Right now in Barcelona is the time for Annex I Parties to change their LULUCF strategy and stop looking for cheap and easy credits from this sector. Continuing on this path will undermine the integrity of the Copenhagen climate agreement instead of creating a fair and transparent accounting framework through which industrialized countries take full responsibility for emissions from logging and bioenergy production.

It has already become clear that seriously flawed rules will be challenged by non-Annex I Parties and observers alike. Moreover, continued advocacy for such rules by some Annex I Parties risks a setback in the overall negotiations and raises the necessity for further modifications such as caps or discounting.

Fair and effective forest management accounting rules will provide an incentive to make structural changes in forest management that benefit the climate, and discourage forest management practices that yield little value. Yet the options in the current working text are flagrantly asymmetric.

Sources of debits are variously removed from the accounting altogether, defined away in the reference levels, explained as natural disturbances, or delayed for decades by favorable wood product accounting.

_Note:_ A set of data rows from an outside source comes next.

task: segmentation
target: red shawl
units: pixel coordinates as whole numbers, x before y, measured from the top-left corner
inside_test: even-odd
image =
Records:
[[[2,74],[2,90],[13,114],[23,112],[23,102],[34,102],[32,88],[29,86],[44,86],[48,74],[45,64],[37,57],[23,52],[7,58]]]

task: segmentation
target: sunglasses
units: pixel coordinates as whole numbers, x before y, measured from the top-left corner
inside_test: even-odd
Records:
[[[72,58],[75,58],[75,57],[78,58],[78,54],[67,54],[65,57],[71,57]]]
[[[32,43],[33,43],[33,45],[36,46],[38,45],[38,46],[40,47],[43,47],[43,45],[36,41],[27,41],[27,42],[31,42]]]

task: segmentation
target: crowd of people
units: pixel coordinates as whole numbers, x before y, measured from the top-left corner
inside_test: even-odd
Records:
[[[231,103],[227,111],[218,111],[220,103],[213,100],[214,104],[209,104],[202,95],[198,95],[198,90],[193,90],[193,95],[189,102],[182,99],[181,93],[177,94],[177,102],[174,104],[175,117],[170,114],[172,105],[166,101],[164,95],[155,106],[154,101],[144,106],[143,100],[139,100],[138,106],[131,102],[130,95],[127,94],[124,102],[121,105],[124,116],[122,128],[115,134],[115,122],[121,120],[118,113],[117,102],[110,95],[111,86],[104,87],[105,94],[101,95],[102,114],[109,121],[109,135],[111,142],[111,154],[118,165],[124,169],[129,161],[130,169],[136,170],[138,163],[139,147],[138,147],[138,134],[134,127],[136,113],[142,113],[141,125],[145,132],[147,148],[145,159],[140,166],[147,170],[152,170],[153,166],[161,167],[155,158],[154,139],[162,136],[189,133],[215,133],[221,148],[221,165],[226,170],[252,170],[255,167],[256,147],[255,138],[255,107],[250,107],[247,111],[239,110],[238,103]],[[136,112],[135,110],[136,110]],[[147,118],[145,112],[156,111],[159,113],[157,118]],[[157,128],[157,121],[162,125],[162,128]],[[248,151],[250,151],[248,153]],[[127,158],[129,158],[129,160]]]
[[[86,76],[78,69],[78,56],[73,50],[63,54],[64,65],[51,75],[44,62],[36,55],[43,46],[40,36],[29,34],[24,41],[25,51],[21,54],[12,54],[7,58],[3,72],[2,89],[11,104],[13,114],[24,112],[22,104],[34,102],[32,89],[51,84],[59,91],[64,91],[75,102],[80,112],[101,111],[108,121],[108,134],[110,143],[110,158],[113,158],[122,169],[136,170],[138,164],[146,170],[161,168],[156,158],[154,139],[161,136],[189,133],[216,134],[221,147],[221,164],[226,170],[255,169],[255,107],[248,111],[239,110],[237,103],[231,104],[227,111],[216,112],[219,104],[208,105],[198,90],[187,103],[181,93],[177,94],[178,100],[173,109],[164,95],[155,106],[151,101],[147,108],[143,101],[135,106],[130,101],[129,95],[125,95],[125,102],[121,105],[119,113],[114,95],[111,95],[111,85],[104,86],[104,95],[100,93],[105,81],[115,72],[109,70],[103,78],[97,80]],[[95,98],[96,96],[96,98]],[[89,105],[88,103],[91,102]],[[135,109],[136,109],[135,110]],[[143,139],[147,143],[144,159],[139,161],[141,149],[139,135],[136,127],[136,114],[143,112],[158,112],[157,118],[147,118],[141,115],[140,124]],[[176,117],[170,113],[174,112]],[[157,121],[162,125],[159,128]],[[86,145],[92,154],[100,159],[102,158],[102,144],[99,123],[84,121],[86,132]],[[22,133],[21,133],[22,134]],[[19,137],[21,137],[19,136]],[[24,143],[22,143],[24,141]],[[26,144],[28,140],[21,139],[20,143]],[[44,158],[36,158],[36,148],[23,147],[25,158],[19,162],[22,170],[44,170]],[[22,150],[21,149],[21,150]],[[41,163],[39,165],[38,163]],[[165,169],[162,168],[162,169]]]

Erasing debits is like deciding that nobody will ever fail in a pass/fail system – and will provide about the same amount of motivation for the effort to get forest management right.

It's a little hard to believe, but the positions taken by many Annex I negotiators effectively define their preferred management choices as carbon-neutral, regardless of what emissions actually are. In this fantasy world, you incur no debits for a ‘business-as-usual’ policy of cutting forests at age 50 even if most of the national forest estate is now 49 years old and you’re about to cut it all down! Nor do you receive debits for stepping up forest harvest to produce bioenergy. But the atmosphere sees the debits as emissions that should not have increased.

Annex I LULUCF negotiators need to remember -- or be reminded by their ministers and civil society -- that the planet is at stake here and, yes, we actually need to reduce emissions. Good intentions are welcome, but we are not here to engineer rules to avoid changing how forests are managed.

ECO is pondering what would happen if other sectors played the LULUCF game. How about assigning zero emissions to the power sector if they ramp up production using a business-as-usual practice of burning oil? In the LULUCF world they would only count the emissions if the sector switched to a dirtier fuel like coal. But that's not what we meant by 'ambition' in a good Copenhagen deal.